This is an excerpt from Ruth Bible Study (Revised and Expanded) by Kelly Minter.
The book of Ruth, nestled in the Old Testament between Judges and 1 Samuel, is a short, four-chapter narrative that bundles the human experience of loss, love, and legacy with the divine hope and sovereignty of a redeeming God. From its pages steps a wayfaring foreigner into the town of Bethlehem, amidst hardship and famine and tragedy, affecting the course of human history forever.
A widow turned wife, a servant turned heir, a childless foreigner turned mother, she was born in Moab but found her home in Israel. Ruth. The name that chimes a thousand redeeming notes for every woman who has ever been devastated by loss, struggled as a stranger, lived with the bitter, longed to be loved, fought for crumbs, or wept along the journey. She is an emblem of grace for every flawed and ailing sinner who has lived in her wake, not because of her own nobility but because of the One under whose wings she came to trust—the God of Israel.
Ruth’s story runs the gamut of human experience, inviting us to engage with God about our own stories. Despite heartbreak and trial, she is an accessible image of integrity, kindness, purity, commitment, faith, and hard work as a marginalized outsider and vulnerable widow. She is godliness with its sleeves rolled up. Perhaps most impressive, she is a committed God-fearer despite profound loss and with a mother-in-law who changed her name to Mara, which incidentally means “bitter.” (I think this means they weren’t baking a lot of cookies together.
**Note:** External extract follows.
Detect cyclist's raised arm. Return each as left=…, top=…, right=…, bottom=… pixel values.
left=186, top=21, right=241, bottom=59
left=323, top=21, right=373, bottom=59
Or sharing sweaters.)
When I first wrote about Ruth and the book that bears her name, I was in my early thirties, single, and exiting not the land of Moab but the music industry, so kind of the same. It was a time in life when I particularly related to Ruth’s aloneness, feeling like an outsider, longing for that one person to choose me. I wrestled with her resolve to follow God when by all accounts it appeared He had let her down, or at the very least let down the mother-in-law she lived with. As I write today, I am still single though not unhappy. I have found God enduringly faithful even when I don’t understand Him. And when I think of the book of Ruth, I don’t only think of Ruth, Boaz, or Naomi but the redemption of Jesus Christ under whose wings each of us, no matter our past, is invited to take refuge.
It is one of my prayers that this study results in you loving Jesus more deeply. The whole book yearns forward toward Him. You are not alone. Ruth and her God await you.